On Tuesday night, Ted Cruz – a Canadian-born 41-year-old lawyer and son of an immigrant father who was a Cuban revolutionary – won a Texas primary contest to run as the GOP candidate for a U.S. Senate seat in November. He also emerges as a must-watch politician who is being touted by some as a future leader in the Republican party.

Mr. Cruz defeated the state's sitting lieutenant governor, David Dewhurst, who was the Republican establishment favourite.

The story line is familiar: an insurgent political campaign propels a Tea Party darling ahead of the Republican establishment's preferred candidate, and breathes new life into a movement that promises to repeat the pattern in 2012.

"Congratulations to Ted Cruz!" said 2008 vice-presidential candidate Sarah Palin on her Facebook page. "This is a victory both for Ted and for the grassroots Tea Party movement."

Mr. Cruz won the backing of Ms. Palin and key politicians connected to the Tea Party movement. However, he did not get the endorsement of Texas Governor Rick Perry, who backed his opponent. Mr. Cruz will face a Democratic party opponent in November to replace retiring Republican Senator Kay Bailey Hutchison.

The Princeton University and Harvard Law School graduate, who clerked with U.S. Supreme Court Chief Justice William Rehnquist and later served as Texas solicitor general, also won the backing of more mainstream Republicans.

"He's a dynamic guy, he's young, Latino, a strong conservative," former Florida governor Jeb Bush Jr. told Politico. "It helps politically in Texas to have a Hispanic senator, as the demographics shift around the country."
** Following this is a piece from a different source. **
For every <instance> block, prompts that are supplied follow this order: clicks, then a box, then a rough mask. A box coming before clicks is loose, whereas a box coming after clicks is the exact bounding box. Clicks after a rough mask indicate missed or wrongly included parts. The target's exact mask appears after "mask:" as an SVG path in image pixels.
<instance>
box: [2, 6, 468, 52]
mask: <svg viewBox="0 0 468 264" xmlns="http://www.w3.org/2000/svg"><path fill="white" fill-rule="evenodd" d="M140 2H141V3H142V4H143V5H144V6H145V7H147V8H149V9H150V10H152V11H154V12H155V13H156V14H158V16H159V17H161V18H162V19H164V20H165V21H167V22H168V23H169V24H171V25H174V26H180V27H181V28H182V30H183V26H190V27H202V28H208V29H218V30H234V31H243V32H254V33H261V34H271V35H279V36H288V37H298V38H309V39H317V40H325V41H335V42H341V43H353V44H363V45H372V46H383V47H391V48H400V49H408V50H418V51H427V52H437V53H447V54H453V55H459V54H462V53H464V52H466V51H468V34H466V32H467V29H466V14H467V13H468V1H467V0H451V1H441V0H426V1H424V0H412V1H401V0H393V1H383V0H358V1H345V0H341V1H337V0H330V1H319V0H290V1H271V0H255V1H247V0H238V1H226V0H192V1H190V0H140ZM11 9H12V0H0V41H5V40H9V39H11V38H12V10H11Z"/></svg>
In a deeply Republican state and with the support of Tea party organizations around the country, Mr. Cruz is widely expected to win November's senate race and head to Washington D.C.

But behind his Tea Party credentials – he wants to repeal Obamacare, protect the rights of gun owners, champion pro-life causes, and restore economic liberty – Mr. Cruz has a fascinating personal biography that includes a Canadian connection.
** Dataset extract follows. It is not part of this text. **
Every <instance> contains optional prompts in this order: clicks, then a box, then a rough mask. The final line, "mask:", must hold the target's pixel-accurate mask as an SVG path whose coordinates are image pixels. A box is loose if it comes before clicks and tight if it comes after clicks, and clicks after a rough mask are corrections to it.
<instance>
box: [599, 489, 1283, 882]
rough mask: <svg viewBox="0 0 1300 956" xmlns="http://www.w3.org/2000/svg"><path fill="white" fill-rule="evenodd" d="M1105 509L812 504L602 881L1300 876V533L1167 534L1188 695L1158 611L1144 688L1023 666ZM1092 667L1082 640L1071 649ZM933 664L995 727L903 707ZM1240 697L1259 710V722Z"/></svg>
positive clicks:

His Cuban father and American mother moved Alberta in the 1960s to work in the oil business. Ted Cruz was born in Calgary, Alberta, and spent the first four years of his life there before the family moved back to Houston, Texas. His memory of Canada was that it was "it was cold."
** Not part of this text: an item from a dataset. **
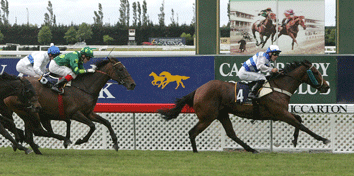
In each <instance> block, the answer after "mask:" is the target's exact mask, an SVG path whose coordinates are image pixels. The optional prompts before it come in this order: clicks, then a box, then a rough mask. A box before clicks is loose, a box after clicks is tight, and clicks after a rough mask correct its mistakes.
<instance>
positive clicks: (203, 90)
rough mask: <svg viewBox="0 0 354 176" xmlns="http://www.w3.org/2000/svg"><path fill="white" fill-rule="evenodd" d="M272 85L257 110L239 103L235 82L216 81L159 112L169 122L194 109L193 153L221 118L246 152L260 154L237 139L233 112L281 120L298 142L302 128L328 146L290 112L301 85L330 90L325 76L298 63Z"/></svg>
mask: <svg viewBox="0 0 354 176" xmlns="http://www.w3.org/2000/svg"><path fill="white" fill-rule="evenodd" d="M309 70H310V71H309ZM269 83H270V87H271V89H272V90H273V92H272V93H270V94H268V95H266V96H263V97H261V98H260V99H259V101H258V106H257V107H259V108H258V109H257V111H255V110H254V107H255V106H250V105H243V104H238V103H235V84H234V83H229V82H223V81H219V80H212V81H209V82H208V83H206V84H204V85H202V86H200V87H199V88H198V89H197V90H195V91H193V92H192V93H190V94H188V95H186V96H184V97H182V98H181V99H177V101H176V107H174V108H172V109H164V110H159V113H161V114H162V117H163V118H164V119H165V120H171V119H173V118H177V116H178V114H179V113H180V112H181V110H182V108H183V107H184V106H185V105H186V104H187V105H189V106H190V107H193V108H194V110H195V113H196V114H197V116H198V119H199V122H198V123H197V124H196V125H195V126H194V127H193V128H192V129H191V130H190V131H189V138H190V140H191V144H192V148H193V152H197V147H196V142H195V138H196V137H197V135H198V134H200V133H201V132H202V131H203V130H205V129H206V128H207V127H208V126H209V125H210V124H211V123H212V122H213V121H214V120H215V119H218V120H219V121H220V122H221V124H222V125H223V127H224V129H225V131H226V134H227V136H228V137H230V138H231V139H232V140H234V141H235V142H236V143H238V144H239V145H241V146H242V147H243V148H244V149H245V150H246V151H249V152H253V153H258V152H257V151H256V150H254V149H253V148H251V147H250V146H248V145H247V144H246V143H244V142H243V141H242V140H241V139H239V138H238V137H237V136H236V134H235V131H234V129H233V127H232V124H231V121H230V118H229V113H231V114H234V115H236V116H239V117H242V118H247V119H253V120H274V121H278V120H280V121H283V122H286V123H288V124H290V125H292V126H294V127H295V134H294V137H295V139H294V140H297V135H298V131H297V129H299V130H302V131H304V132H306V133H308V134H309V135H311V136H312V137H314V138H315V139H317V140H319V141H322V142H323V143H324V144H328V143H329V142H330V140H328V139H326V138H323V137H321V136H319V135H317V134H315V133H314V132H312V131H311V130H309V129H308V128H306V127H305V126H304V125H303V124H302V123H301V118H299V117H300V116H294V114H292V113H290V112H288V105H289V102H290V96H291V94H293V93H294V92H295V91H296V89H297V88H298V87H299V86H300V84H302V83H307V84H309V85H311V86H312V87H314V88H316V89H317V90H319V92H321V93H324V92H327V91H328V89H329V85H328V84H327V82H326V80H324V79H323V77H322V75H321V73H320V72H319V71H318V70H317V69H316V68H314V67H313V66H312V64H311V63H310V62H309V61H306V60H305V61H303V62H301V63H299V62H294V63H292V64H289V65H287V66H286V67H285V69H284V70H283V71H282V74H279V75H278V76H275V77H273V78H272V79H270V80H269ZM273 88H278V91H274V90H275V89H273ZM279 89H280V90H279ZM282 91H283V92H284V91H287V92H288V93H287V94H288V95H287V94H284V93H281V92H282ZM290 93H291V94H290ZM254 112H258V113H254ZM295 143H296V141H295ZM294 145H295V144H294Z"/></svg>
His father, Rafael, fought alongside rebels in the Cuban revolution. He was imprisoned and tortured by the Batista regime.

Mr. Cruz has said that his father was, like many teenage boys, unaware that Fidel Castro was a communist.

"[What] they knew was that Batista was a cruel and oppressive dictator," he told the Dallas Morning News.

While Cuba was still in the throes of its revolution - and before Fidel Castro came to power- the elder Cruz legally moved to the U.S. on a student visa, eventually becoming a permanent resident and citizen.

"When my Dad came to Austin in 1957, as a teenage immigrant from Cuba bound for the University of Texas, he spoke no English and had $100 sewn into his underwear," Mr. Cruz writes on his website.

"He worked his way through school as a dishwasher making 50 cents an hour...," says Mr. Cruz.

The elder Cruz graduated from the University of Texas and met his Irish-American wife Eleanor Darragh. Both were mathematicians and together started a seismic data business that served the oil industry.

Mr. Cruz described his mother as the first person in her Delaware working-class family to ever go to college, earning a math degree at Houston's Rice University.

The story of his parents – particularly that of his father – was a constant theme on the campaign trail.

"When I was a kid, my dad used to say to say to me all the time, when we faced oppression in Cuba, I had a place to flee to," he told a gathering of conservative activists last October. "If we lose our liberty here, where do we go? And you know what? That question underscores why everyone is here today standing up to fight for our liberty."

Mr. Cruz has been compared to another rising star in the Republican party – Florida Senator Marco Rubio, who was also backed by the Tea Party when he won his senate seat.

Editor's note: An earlier version of this article incorrectly stated that Texas Governor Rick Perry backed Ted Cruz. Gov. Perry endorsed Lt. Gov. David Dewhurst.